The present invention relates to an adsorption / reduction agent for carbon dioxide comprising a composite metal oxide and a method for reducing carbon dioxide to carbon monoxide simply by heating the adsorption / reduction agent.
二酸化炭素を一酸化炭素に還元する技術は、C1化学の原料として有用な一酸化炭素を製
造する方法として、また、環境問題において非常に重要である。人間の社会的活動により
大気中に放出される二酸化炭素は地球温暖化の原因の一つであることが知られており、近
年、大気中の二酸化炭素量を削減することが大きな課題となっている。
The technique of reducing carbon dioxide to carbon monoxide is very important as a method for producing carbon monoxide useful as a raw material for C1 chemistry and in environmental problems.
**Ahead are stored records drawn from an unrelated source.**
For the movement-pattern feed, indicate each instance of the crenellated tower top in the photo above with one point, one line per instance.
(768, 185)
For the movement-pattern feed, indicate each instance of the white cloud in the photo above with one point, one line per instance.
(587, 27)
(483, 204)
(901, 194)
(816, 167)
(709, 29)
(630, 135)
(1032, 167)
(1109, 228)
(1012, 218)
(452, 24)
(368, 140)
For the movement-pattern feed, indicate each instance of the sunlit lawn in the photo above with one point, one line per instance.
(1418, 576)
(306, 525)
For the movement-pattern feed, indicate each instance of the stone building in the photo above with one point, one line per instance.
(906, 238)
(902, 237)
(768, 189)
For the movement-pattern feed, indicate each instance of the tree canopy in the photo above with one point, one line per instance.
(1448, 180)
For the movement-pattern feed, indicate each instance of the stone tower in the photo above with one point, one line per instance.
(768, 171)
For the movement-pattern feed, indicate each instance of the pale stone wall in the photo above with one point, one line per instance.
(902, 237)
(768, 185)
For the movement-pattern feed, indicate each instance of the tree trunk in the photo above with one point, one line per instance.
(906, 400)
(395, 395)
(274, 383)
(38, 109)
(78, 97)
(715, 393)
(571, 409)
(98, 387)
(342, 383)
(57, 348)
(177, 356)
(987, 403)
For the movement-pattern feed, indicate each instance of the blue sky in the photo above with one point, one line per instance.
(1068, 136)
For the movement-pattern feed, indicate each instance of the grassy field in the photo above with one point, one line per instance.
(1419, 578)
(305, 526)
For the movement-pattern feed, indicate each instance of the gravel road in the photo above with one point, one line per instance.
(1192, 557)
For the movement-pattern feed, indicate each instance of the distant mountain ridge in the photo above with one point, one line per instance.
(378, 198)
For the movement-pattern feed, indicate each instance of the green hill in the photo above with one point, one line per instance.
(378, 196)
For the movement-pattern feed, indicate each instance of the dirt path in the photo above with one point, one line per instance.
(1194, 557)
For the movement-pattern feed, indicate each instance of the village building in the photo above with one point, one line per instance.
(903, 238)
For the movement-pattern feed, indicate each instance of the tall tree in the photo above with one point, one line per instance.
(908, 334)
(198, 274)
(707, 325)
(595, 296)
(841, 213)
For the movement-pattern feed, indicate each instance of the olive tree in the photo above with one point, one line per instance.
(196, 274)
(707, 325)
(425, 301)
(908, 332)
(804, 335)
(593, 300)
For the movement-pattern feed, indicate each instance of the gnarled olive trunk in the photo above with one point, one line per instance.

Carbon dioxide released into the atmosphere by human social activities is known to be one of the causes of global warming. In recent years, reducing the amount of carbon dioxide in the atmosphere has become a major issue. Yes.
大気中の二酸化炭素量の削減方法としては、単に排出源からの排出量を減らす方法だけで
なく、排出された二酸化炭素の処理方法として、液化した二酸化炭素の海洋貯留に代表さ
れる物理的方法、植物の光合成を利用する生物的方法、及び吸着剤による吸着や、還元剤
による分解を利用する化学的方法が考案されている。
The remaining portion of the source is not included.